Role Clinical lead for charity Medical Justice, which challenges inadequate healthcare for immigration detainees

Location Head office in north London, with site visits to detention centres including Yarl’s Wood, Bedfordshire

 

 

06.00

I get myself and my family ready for work and school. Today I’m doing a detention visit to Yarl’s Wood immigration removal centre in Bedfordshire, so I pack my doctor’s bag. My role involves documenting the health conditions of detainees that are relevant to their asylum cases, so as well as my stethoscope and other standard kit, more grimly I have to bring equipment for documenting scars of torture: body maps, a camera and a tape measure.

08.00

I take three trains and a taxi to the centre, rereading the case summary on the way. I used to be a GP locum in London, but I gave it up a few years ago when I realised how difficult life is for migrants and asylum seekers in the UK and I started volunteering with charities who work with them. This patient is from a country where women are subjugated. She alleges she suffered violence in a forced marriage endorsed by her community. She claimed asylum, but was not believed.

11.00

I arrive at Yarl’s Wood. It looks bleak – a car park, purpose-built brick buildings, and fences topped with spirals of barbed wire. Along with our interpreter and a new volunteer doctor for Medical Justice, I go through security, after handing in my passport, giving my fingerprints and being searched. A nurse holding a chainful of keys escorts us to the consulting room.
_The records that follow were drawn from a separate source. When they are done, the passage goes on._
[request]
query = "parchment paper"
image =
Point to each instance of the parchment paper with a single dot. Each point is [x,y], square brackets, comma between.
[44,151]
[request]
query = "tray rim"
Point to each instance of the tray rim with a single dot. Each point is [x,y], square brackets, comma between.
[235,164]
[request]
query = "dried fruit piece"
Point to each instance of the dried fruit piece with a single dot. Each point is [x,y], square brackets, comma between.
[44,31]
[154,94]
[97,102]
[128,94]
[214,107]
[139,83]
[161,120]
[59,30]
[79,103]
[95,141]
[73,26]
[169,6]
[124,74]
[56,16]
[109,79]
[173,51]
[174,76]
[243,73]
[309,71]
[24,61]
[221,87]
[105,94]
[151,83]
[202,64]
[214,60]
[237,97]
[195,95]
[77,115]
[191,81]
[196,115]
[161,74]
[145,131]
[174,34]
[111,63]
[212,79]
My patient is brought in by a guard. We now have two hours in which to establish trust, take a life’s history and examine. The woman weeps and wrings her hands, saying she was imprisoned by her husband and now is locked up again. She has a lot of scars. It’s been six months since she was first detained, but she doesn’t seem to have had much treatment. Maybe she does not trust the doctors here, or can’t communicate with them.
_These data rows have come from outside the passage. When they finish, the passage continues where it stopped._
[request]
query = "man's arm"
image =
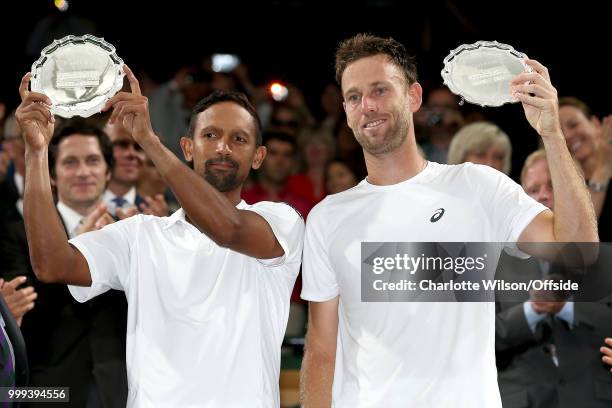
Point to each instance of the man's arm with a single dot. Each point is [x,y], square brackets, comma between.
[209,210]
[574,218]
[317,374]
[52,258]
I see a huge variety of conditions in this role. Mental health problems are usual – many of our patients describe histories of war, persecution or loss, and show symptoms of post-traumatic stress disorder or depression.

13.00

I finish the consultation, telling the patient I will write a report that will be sent to her solicitor. We leave – the woman is collected by a guard while the rest of us are escorted out through a discomforting series of metal doors.

15.00

Back in the office, the caseworker and I discuss issues arising from the visit. We set up the next training day for doctors interested in volunteering and I reply to a request to talk to GP registrars about refugee healthcare. A researcher at the next desk asks my advice for a report on healthcare problems among detainees, which we’ll use for policy work.

17.00

A solicitor calls to arrange an urgent telephone assessment for a patient who says he was tortured during the war in his country. The Home Office plans to return him there in a few days, as his asylum claim has been refused. There’s no time to arrange a visit, so we plan a phone consultation tomorrow. Assessing medical history, symptoms and mental state over the phone is more difficult than face to face. I have to choose my questions carefully and listen hard.

17.30

Another solicitor emails me with good news – a detainee I assessed recently has been released, partly thanks to my report on him. I hope this will improve his mental health and make it easier for him to get the treatment he needs.

18.00

I head home to unwind with the family. It’s not part of the job description to work in the evenings, but I sometimes go the extra mile for a detainee who is particularly vulnerable by doing an assessment at short notice and writing the report in an evening or at a weekend.

It’s hard to hear accounts of war and abuse, as well as to see illnesses being made worse by detention. Some patients were apparently coping until being detained, but are extremely unwell by the time we see them. Still, I’m privileged that I can use my medical experience to help vulnerable people – I wouldn’t swap this job for any other.